The only institutions left standing are large but weak organizations, or fringe outlets that have too small a circulation and credibility to be considered as a threat to the government.
“CNN Türk (CNN’s arm in Turkey) used to be CNN-ish, but it has been really denuded. The nightly news is a government highlight reel, with politicians performing ribbon cuttings and celebrating holidays,” said Schenkkan. “Marginal outlets are also left, but no one would read them five years ago. They have become the refuge. People write there, but there is no large audience and no money. The brand is really far left so people don’t trust them; similarly with far-right nationalist outlets.”
— CNN Türk (@cnnturk) October 22, 2017
The remaining media outposts, where people can still write, are located primarily online, but the wide dissemination of any important or critical works to the public is highly unlikely.
“TV remains the number one news source for Turkey,” said Öğret. “For people who do not get their news online, they only hear what government wants them to hear.”
It’s hard to say what decision will be handed down on Tuesday. Experts have asserted that it is likely that no decision will be reached on the 24th, and a fair trial will probably not take place. Given the situation in the courts and the political climate, the mood seems hostile towards journalists like Öğreten and the two other journalists that stand trial with him.
— efe kerem sözeri (@efekerem) October 22, 2017
“If the judge considers the lack of evidence in the indictment, and the absurd links the prosecutor tried to frame, they should be released at the first hearing,” wrote Sozeri. “They should never [have] been arrested in the first place with this.”
According to CPJ’s 2016 prison census, there are 81 journalists behind bars in Turkey — one of them being Öğreten. He gave an interview from prison in early October, and said that he was not surprised when he was detained by authorities.
“For me, it was not unexpected to be arrested,” said Öğreten. “However, it was funny to live with it because of documents shared with 7 billion people through Wikileaks.”
In the interview, he described prison life, how he missed his wife Minez (with whom he has exchanged “close to 120 letters”) and how he still stands by his piece and his role as a journalist.
— Diken (@DikenComTr) October 21, 2017
“It was very dangerous to work in this land for every journalist who pursued truthfully,” said Öğreten.
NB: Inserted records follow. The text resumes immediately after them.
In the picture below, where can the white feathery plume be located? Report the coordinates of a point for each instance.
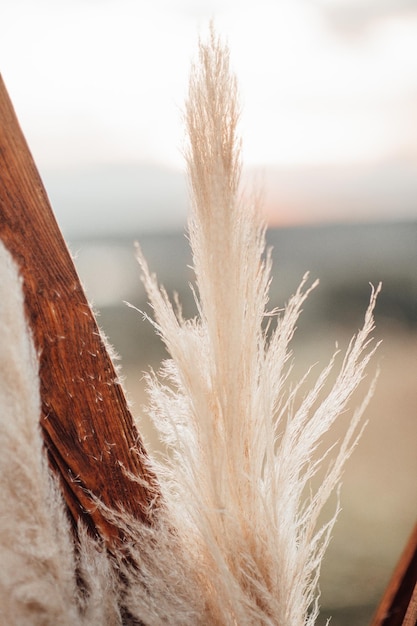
(241, 456)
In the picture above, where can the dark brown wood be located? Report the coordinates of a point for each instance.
(88, 429)
(398, 606)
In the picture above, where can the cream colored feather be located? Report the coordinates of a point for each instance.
(238, 541)
(242, 459)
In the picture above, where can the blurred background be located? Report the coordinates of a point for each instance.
(329, 97)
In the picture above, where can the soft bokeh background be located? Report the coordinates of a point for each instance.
(329, 94)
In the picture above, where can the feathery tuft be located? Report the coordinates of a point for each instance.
(241, 457)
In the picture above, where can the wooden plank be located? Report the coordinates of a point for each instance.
(87, 426)
(398, 606)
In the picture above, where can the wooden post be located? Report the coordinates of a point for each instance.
(398, 606)
(88, 429)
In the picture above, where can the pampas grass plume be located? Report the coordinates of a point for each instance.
(242, 458)
(237, 541)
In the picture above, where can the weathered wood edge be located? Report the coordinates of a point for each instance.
(87, 426)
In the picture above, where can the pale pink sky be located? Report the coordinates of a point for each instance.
(326, 85)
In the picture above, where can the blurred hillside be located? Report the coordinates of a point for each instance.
(345, 258)
(379, 492)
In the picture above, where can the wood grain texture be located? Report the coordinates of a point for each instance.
(398, 606)
(87, 426)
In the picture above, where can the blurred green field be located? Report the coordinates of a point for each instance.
(379, 493)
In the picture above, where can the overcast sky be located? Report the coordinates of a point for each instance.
(324, 83)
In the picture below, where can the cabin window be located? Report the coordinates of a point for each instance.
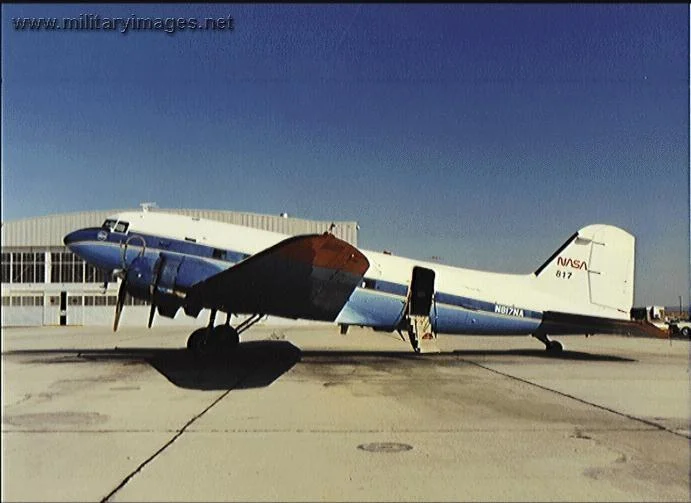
(121, 227)
(109, 223)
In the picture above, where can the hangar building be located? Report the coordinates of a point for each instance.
(43, 283)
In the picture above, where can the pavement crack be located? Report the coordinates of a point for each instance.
(170, 442)
(581, 400)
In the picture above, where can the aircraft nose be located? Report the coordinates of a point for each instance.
(70, 238)
(81, 235)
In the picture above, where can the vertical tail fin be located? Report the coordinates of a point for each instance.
(593, 271)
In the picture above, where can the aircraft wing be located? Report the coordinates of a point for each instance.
(554, 322)
(310, 276)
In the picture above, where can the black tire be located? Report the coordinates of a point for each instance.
(195, 340)
(555, 347)
(226, 339)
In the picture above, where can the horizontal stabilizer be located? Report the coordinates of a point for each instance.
(309, 276)
(566, 323)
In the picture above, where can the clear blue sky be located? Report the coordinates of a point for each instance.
(482, 134)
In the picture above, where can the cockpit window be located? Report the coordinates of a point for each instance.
(109, 224)
(113, 225)
(121, 227)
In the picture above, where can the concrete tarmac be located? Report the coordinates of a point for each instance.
(307, 414)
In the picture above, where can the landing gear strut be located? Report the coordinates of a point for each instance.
(220, 341)
(552, 347)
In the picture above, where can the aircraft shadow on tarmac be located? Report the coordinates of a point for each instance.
(257, 364)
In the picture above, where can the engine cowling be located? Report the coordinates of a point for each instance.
(165, 280)
(173, 276)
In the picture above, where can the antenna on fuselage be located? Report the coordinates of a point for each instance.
(147, 206)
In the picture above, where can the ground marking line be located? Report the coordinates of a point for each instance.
(174, 438)
(566, 395)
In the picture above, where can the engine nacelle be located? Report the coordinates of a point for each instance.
(173, 276)
(139, 277)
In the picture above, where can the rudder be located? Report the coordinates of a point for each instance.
(593, 271)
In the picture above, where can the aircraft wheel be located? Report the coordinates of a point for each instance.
(199, 344)
(226, 339)
(554, 347)
(195, 339)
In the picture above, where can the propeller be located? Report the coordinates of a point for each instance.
(125, 275)
(122, 295)
(153, 289)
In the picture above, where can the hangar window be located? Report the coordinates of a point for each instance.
(5, 267)
(66, 267)
(25, 267)
(93, 274)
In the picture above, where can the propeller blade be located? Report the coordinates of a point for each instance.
(152, 311)
(122, 293)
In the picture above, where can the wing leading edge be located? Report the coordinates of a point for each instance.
(309, 276)
(555, 323)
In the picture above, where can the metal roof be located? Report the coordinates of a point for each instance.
(48, 231)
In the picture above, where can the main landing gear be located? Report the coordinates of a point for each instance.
(552, 347)
(218, 341)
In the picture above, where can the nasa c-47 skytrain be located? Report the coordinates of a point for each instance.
(185, 263)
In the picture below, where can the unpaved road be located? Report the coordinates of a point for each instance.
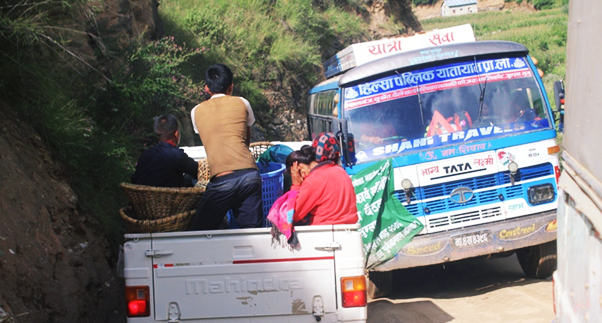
(473, 291)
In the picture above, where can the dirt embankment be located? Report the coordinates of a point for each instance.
(55, 261)
(433, 11)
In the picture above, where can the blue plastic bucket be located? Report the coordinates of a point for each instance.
(272, 176)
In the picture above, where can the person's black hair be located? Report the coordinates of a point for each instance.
(166, 126)
(305, 155)
(218, 78)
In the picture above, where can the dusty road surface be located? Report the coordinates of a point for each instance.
(473, 291)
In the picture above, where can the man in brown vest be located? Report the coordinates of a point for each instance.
(224, 125)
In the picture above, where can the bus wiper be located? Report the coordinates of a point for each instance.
(420, 103)
(481, 88)
(419, 99)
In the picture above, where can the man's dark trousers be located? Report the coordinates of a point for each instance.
(240, 191)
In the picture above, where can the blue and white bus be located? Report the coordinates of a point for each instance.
(473, 142)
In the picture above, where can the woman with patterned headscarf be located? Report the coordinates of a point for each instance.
(325, 192)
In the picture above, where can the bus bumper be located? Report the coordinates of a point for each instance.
(474, 241)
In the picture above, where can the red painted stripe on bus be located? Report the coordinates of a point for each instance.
(258, 261)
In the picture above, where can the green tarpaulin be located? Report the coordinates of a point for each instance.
(386, 224)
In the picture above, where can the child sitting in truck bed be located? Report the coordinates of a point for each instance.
(325, 192)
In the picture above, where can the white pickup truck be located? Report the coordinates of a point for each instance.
(241, 275)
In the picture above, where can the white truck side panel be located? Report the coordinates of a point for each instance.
(241, 276)
(577, 283)
(138, 267)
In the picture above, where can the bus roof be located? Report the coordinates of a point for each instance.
(428, 55)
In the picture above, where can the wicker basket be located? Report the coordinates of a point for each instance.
(151, 203)
(176, 222)
(259, 147)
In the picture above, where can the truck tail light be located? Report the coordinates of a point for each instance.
(353, 290)
(138, 301)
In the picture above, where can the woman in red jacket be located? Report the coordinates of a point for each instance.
(325, 192)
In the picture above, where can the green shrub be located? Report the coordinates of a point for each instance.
(543, 4)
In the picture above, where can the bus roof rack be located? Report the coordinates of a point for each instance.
(380, 67)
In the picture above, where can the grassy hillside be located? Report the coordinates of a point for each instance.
(543, 32)
(275, 48)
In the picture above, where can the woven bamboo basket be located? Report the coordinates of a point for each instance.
(151, 203)
(259, 147)
(177, 222)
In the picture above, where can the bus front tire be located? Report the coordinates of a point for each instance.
(538, 261)
(380, 284)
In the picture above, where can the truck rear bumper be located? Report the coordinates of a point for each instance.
(474, 241)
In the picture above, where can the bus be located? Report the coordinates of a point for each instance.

Many before Tunca have been detained and imprisoned — and unfortunately, it looks like many after him will be as well — for doing their jobs.
“Turkish journalists, they go to prison, and many of them have been to jail before,” said Schenkkan. “They don’t quit. You have to really respect it.”
This article has been updated to include a redacted version of the indictment document to protect the personal information of those involved.